Mars Odyssey's first image

NASA's 2001 Mars Odyssey spacecraft took this false-color infrared view of the red planet from a distance of 22,000 kilometers (13,600 miles). The limb-to-limb image indicates surface temperature, with blue being coldest and red warmest. The large blue area is the southern polar cap, whose carbon dioxide ice is –120° Celsius (–184° Fahrenheit). Courtesy NASA/ JPL /Arizona State University.
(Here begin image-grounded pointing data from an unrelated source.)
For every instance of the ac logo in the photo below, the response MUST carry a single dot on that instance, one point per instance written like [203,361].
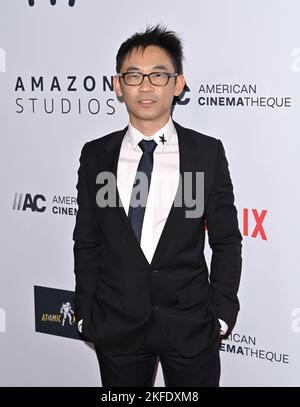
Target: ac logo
[23,203]
[52,2]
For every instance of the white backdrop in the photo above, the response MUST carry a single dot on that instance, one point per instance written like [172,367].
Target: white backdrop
[254,45]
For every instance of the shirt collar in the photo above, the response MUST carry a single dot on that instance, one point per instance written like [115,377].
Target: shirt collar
[162,136]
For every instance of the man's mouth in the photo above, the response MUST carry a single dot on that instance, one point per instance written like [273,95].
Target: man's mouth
[146,102]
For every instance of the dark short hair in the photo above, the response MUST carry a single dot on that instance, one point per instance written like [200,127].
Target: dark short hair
[158,36]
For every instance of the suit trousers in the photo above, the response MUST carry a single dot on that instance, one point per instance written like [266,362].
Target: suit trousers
[139,369]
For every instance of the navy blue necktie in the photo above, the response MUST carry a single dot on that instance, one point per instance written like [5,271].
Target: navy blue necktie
[136,213]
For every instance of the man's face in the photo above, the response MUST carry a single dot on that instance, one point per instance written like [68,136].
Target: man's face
[147,102]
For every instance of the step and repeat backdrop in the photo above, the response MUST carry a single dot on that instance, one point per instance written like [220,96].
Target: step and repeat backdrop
[57,60]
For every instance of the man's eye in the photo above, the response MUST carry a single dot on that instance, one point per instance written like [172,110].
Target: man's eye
[133,75]
[158,74]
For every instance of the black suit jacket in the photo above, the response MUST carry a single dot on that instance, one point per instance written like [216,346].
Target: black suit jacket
[118,292]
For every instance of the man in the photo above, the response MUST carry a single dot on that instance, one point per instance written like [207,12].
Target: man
[142,284]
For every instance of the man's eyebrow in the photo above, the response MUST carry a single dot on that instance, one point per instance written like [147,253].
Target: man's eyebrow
[160,67]
[132,68]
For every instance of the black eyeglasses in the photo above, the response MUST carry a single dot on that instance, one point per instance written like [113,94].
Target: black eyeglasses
[155,78]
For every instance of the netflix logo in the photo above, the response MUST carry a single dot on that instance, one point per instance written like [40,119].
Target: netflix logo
[253,220]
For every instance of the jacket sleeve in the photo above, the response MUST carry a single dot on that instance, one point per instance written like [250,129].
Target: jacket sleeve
[225,241]
[87,241]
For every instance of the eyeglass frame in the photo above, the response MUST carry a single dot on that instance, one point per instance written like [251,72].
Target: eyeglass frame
[170,75]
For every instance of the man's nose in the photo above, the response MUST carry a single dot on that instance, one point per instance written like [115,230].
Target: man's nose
[146,84]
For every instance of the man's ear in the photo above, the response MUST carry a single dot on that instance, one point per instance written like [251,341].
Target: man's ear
[179,85]
[117,86]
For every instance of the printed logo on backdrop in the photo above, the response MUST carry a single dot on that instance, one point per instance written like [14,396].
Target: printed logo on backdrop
[2,60]
[65,95]
[244,345]
[54,312]
[52,2]
[253,223]
[234,95]
[38,203]
[2,320]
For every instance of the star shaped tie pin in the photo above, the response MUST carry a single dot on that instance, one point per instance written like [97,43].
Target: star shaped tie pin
[162,139]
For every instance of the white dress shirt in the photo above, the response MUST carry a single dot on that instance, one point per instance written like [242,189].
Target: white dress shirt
[164,180]
[163,186]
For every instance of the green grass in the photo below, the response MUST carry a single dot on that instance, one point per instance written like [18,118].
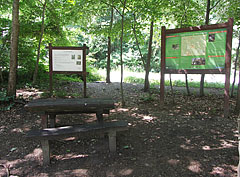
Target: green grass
[176,83]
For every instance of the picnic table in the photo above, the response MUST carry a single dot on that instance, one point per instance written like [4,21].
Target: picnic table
[49,108]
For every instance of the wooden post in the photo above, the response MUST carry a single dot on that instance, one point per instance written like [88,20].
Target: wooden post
[52,118]
[46,152]
[163,65]
[99,116]
[44,119]
[238,169]
[84,72]
[228,66]
[112,141]
[50,70]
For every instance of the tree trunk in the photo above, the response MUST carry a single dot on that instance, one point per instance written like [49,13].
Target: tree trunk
[39,44]
[137,43]
[187,87]
[11,91]
[109,49]
[237,108]
[235,66]
[1,76]
[121,55]
[206,23]
[108,60]
[146,83]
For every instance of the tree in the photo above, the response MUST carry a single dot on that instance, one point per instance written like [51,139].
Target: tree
[109,48]
[39,44]
[11,91]
[235,65]
[207,17]
[147,68]
[121,55]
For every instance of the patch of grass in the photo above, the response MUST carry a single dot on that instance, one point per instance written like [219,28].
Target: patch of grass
[176,83]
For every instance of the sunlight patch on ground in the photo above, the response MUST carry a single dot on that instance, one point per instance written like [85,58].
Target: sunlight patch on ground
[173,161]
[147,118]
[222,171]
[195,166]
[76,172]
[126,172]
[70,156]
[225,144]
[123,110]
[35,154]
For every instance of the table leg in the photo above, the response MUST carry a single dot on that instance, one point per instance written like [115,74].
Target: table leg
[112,141]
[99,115]
[44,122]
[52,120]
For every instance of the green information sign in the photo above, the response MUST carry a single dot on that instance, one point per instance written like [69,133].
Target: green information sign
[196,50]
Courtesy NASA/JPL /Arizona State University.

After nearly a week
in orbit around the red planet, NASA's 2001
Mars Odyssey
spacecraft has returned its first images. Yesterday,
the Jet Propulsion Laboratory (JPL) released the above view taken on
October 30th using the orbiter's thermal emission imaging system (THEMIS).
The inaugural frames spanned 6,500 kilometers over Mars's south pole.
The most noticeable feature is the 900-km-wide polar cap of frozen carbon
dioxide.

Odyssey is currently in an elongated orbit around Mars.
For the next three months, flight controllers will gradually circularize
the orbit by flying the spacecraft through the planet's thin upper atmosphere,
where frictional drag will slow the probe. THEMIS should have a resolution
of 100 meters once Odyssey settles into its final orbit (only 400 kilometers
above the surface) at the end of January.